ARC is a non-profit research organization whose mission is to align future machine learning systems with human interests. Its current work focuses on developing an “end-to-end” alignment strategy that could be adopted in industry today while scaling gracefully to future ML systems.
What is “alignment”? ML systems can exhibit goal-directed behavior, but it is difficult to understand or control what they are “trying” to do. Powerful models could cause harm if they were trying to manipulate and deceive humans. The goal of intent alignment is to instead train these models to be helpful and honest.
Motivation: I believe that modern ML techniques would lead to severe misalignment if scaled up to large enough computers and datasets. Practitioners may be able to adapt before these failures have catastrophic consequences, but we could reduce the risk by adopting scalable methods further in advance.

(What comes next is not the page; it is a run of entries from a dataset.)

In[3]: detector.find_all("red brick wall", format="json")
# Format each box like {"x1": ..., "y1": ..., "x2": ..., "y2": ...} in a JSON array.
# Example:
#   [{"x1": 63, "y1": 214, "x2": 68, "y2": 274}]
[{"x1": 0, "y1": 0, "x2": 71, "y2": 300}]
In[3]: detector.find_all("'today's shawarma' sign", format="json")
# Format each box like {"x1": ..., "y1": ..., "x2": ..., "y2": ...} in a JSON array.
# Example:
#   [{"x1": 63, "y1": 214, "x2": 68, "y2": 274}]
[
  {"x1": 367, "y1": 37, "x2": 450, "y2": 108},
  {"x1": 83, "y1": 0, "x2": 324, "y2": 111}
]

Initial project: I’m searching for strategies to represent what models “believe” in a way that is legible to human operators but more efficient than natural language. This is an ambitious goal: I’d like to handle beliefs ranging from subverbal intuitions to highly structured arguments, for models ranging from GPT-3 to radically superhuman reasoners. I expect that making models’ beliefs legible will be an important ingredient in many different approaches, although I’m focused on the particular set of goals and constraints needed to be a useful building block in my own approach to alignment.
Methodology: I’m unsatisfied with an algorithm if I feel like there’s any plausible story about how it eventually breaks down, which means that I can rule out most algorithms on paper without ever implementing them. The cost of this approach is that it may completely miss strategies that exploit important structure in realistic ML models; the benefit is that you can consider lots of ideas quickly. (More)
Future plans: I expect ARC to focus on end-to-end alignment approaches until I either become more pessimistic about tractability or ARC grows enough to branch out into other areas. Over the long term we are likely to work on a combination of theoretical and empirical alignment research, collaborations with industry labs, alignment forecasting, and ML deployment policy.